O livro físico não desaparecerá das prateleiras das livrarias, mas o eletrônico, rapidamente, estará presente em nossa vida e caminhará paralelamente ao livro físico, sem sombra de dúvida. Precisamos, sim, incentivar cada vez mais as pequenas e médias livrarias a privilegiarem o livro como o seu principal produto de venda.
O sucesso de uma livraria, na minha opinião, está calcado em quatro vertentes: bom atendimento, prestação de serviço, bom sistema de informação (automação comercial) e acervo rico e atualizado.
Quando falo de acervo rico e atualizado, reconheço que não é fácil mantê-lo com capital próprio, e, aí, sim, a aquisição de livros via sistema de consignação ajuda. Porém me preocupo muito quando vejo que algumas livrarias trabalham com quase 100% de seu estoque consignado. Penso que um bom livreiro, para atingir o sucesso financeiro no médio prazo, precisa, na medida do possível, capitalizar a sua livraria – um bom acervo é a verdadeira “poupança” do livreiro. Livrarias que dispõem de bons livros em seus estoques em momento de aperto financeiro, como o atual, poderão diminuir suas compras e só adquirir as novidades, os best sellers, e trabalhar sob encomendas; com o acervo próprio (poupança) terão gorduras para queimar e se capitalizar novamente. O ideal é trabalhar de forma híbrida: parte adquirida, parte consignada.
Outro problema das consignações é o controle – se ele for falho, poderá prejudicar não só o livreiro, como também o distribuidor e o editor. A consignação é sempre uma boa estratégia de negociação, especialmente em eventos, lançamentos e por um período predeterminado. Se permanente, deve ser muito bem estudada e planejada pelas partes envolvidas – livreiro, distribuidor e editor. Sem falar que hoje, conforme regulamentação da Receita Federal, todas as consignações devem ter um período determinado. É trabalhoso e, sem um controle adequado e um bom sistema de informática, quase impossível de controlar.
Mesmo com todas essas dificuldades que estamos atravessando, esperamos um crescimento entre 3% e 5%, o que, para este ano, podemos considerar bom – acima desse porcentual, somente as livrarias que estavam capitalizadas, que mantiveram seus investimentos e abriram novas lojas e/ou ampliaram as já existentes. É óbvio que as redes que abrirem novas livrarias passarão a vender mais, porém não sei se com a mesma rentabilidade.

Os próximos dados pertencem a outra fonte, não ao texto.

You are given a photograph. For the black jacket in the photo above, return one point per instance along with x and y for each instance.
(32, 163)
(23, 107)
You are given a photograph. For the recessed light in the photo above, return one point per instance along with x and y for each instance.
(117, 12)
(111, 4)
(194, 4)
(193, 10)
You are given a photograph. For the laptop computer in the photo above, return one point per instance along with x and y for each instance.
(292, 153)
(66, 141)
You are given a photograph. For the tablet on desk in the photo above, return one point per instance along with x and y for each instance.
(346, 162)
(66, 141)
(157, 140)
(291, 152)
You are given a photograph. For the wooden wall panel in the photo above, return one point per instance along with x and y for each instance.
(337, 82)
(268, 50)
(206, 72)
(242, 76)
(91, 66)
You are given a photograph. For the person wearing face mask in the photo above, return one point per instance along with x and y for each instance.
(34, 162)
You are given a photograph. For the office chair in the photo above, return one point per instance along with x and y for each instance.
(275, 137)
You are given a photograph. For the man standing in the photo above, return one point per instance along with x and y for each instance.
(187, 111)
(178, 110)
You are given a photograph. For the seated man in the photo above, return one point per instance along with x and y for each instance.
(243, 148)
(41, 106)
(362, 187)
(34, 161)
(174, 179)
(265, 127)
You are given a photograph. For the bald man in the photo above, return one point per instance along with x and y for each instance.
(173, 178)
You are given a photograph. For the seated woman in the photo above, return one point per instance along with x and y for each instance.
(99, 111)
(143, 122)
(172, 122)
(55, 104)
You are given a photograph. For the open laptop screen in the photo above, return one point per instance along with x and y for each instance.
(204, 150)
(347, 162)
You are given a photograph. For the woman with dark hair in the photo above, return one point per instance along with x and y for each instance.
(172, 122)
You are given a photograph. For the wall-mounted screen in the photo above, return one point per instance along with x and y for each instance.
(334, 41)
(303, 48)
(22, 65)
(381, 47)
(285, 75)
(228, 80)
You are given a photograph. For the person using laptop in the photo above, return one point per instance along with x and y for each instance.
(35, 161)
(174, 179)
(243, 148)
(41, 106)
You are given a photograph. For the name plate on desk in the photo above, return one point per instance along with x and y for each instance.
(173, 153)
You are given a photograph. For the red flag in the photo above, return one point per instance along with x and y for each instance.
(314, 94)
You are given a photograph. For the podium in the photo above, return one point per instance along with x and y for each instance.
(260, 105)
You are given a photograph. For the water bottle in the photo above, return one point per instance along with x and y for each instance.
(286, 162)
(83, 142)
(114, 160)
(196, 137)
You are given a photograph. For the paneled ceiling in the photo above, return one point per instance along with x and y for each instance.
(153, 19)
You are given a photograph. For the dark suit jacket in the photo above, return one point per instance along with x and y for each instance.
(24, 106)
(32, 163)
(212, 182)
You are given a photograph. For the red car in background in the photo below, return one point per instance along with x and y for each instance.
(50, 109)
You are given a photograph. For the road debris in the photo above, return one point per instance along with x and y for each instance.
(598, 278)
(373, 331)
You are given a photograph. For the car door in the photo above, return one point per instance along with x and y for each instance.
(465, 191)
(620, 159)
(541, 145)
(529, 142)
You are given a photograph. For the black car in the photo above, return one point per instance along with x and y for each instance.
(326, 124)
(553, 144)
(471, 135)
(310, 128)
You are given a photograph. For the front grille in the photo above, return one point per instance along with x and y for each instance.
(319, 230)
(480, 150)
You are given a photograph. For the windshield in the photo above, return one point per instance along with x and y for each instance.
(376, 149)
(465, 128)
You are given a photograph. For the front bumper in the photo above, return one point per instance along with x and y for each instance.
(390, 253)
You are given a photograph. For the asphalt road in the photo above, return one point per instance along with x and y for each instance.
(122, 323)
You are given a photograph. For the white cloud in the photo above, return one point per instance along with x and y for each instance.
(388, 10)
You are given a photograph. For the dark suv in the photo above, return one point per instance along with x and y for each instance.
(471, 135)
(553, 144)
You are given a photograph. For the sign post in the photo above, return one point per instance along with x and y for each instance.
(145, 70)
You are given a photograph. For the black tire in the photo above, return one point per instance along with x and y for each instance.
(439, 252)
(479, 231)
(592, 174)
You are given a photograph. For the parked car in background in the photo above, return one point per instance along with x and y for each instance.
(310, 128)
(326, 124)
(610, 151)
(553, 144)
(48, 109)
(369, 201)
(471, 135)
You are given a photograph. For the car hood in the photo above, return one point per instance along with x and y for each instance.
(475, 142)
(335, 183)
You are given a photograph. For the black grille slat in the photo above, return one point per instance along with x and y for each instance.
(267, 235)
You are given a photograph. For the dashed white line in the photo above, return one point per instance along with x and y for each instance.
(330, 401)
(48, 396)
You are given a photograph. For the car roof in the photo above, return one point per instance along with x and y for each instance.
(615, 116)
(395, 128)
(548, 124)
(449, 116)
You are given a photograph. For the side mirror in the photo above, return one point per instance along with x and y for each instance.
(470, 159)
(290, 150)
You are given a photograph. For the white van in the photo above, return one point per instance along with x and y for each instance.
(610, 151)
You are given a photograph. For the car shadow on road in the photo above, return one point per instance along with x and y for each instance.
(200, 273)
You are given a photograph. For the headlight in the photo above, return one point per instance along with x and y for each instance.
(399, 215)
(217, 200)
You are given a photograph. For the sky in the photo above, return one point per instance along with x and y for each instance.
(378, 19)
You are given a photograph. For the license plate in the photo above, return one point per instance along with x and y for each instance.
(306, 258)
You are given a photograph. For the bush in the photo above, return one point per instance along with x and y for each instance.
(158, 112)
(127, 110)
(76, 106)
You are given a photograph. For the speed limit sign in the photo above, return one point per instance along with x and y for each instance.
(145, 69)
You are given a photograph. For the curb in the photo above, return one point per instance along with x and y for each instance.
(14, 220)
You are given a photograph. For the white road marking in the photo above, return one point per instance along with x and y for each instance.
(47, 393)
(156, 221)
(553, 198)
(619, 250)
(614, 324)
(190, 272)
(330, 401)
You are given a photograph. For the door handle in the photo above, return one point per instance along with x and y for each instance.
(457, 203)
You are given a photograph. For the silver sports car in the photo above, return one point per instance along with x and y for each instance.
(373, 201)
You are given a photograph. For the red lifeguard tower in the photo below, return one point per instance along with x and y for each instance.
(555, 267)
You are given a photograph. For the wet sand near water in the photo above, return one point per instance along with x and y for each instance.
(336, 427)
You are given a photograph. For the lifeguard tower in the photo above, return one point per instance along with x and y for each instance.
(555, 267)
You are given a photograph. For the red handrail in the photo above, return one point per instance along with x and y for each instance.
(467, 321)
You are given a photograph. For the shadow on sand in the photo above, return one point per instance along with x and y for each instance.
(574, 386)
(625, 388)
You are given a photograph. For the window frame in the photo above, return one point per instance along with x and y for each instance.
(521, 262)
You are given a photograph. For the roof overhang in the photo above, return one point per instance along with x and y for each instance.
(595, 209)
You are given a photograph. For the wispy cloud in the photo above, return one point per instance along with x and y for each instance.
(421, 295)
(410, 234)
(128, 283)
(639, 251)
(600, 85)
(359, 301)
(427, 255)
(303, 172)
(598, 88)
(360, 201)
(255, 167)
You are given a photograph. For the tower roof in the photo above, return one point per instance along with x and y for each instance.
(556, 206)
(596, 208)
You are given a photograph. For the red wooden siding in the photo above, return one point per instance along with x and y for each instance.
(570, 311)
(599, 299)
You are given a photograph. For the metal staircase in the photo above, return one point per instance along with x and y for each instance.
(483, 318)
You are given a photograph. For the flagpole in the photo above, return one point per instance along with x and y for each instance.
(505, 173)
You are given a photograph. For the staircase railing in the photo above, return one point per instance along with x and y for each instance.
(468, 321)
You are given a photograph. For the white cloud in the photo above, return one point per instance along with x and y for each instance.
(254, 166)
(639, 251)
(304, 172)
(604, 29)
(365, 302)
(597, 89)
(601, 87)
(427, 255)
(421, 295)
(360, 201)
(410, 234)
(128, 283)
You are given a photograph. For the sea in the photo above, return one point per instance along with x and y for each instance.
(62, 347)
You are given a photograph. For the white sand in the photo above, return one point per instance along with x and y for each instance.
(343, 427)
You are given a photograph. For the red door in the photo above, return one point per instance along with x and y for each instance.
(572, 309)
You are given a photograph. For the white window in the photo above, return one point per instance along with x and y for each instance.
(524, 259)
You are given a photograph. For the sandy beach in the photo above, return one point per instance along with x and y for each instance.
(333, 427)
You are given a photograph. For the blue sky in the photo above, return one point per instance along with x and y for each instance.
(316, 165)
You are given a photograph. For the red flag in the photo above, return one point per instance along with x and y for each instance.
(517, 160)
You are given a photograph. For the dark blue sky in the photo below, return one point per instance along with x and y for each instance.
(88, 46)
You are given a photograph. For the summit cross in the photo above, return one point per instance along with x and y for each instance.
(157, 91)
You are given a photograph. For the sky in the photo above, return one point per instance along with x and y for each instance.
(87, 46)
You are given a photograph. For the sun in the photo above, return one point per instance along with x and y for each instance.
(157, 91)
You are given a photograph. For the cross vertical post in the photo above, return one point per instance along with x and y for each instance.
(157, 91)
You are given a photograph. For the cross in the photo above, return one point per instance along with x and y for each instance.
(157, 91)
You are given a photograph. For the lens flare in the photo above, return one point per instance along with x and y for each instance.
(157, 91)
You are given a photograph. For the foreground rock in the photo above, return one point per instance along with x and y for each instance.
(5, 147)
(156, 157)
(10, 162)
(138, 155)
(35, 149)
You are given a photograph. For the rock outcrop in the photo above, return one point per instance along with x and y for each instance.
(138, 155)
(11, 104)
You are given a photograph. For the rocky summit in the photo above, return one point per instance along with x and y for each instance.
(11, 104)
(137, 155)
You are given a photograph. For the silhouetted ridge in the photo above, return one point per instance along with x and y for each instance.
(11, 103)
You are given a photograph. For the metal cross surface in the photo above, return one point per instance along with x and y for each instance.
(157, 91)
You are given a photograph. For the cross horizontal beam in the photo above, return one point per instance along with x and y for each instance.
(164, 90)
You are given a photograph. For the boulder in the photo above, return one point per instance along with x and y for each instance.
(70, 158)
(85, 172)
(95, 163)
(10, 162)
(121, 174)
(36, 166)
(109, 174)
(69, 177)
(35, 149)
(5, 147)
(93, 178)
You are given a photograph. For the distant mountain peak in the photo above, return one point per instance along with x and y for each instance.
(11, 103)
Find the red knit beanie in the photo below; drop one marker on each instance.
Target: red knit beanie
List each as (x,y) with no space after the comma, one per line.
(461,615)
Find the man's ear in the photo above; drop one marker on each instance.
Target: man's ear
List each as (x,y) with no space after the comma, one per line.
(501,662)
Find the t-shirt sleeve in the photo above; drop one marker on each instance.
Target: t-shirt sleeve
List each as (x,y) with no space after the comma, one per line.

As médias e independentes terão de usar muita criatividade e recorrer a parcerias para manterem, pelo menos, o faturamento do ano anterior.
Sem dúvida, ainda corremos o risco de fechamento de livrarias de pequeno e médio porte, provocando uma concentração ainda maior do setor. Temos consciência de que a sobrevivência delas, que hoje representam 65% desse mercado, ainda é muito temerosa. Consequência, em primeiro lugar, de práticas comerciais predatórias, em especial de alguns sites que também comercializam livros e de alguns varejistas do setor; segundo, em razão dos custos elevados para manter uma livraria aberta; terceiro, carência do hábito de leitura da população em geral; quarto, há também, em alguns casos, o problema de gestão administrativa e de carência de profissionais capacitados para o varejo livreiro; e, por último, a falta de ações governamentais específicas em defesa das livrarias – que tenham como foco a sobrevivência delas -, como o incentivo à abertura de novas livrarias fora dos grandes centros.
Hoje, cerca de 1.600 municípios, em todo o Brasil, não têm sequer uma livraria.
O que vemos, então, é que não serão os livros eletrônicos e as novas tecnologias de comunicação os nossos principais predadores.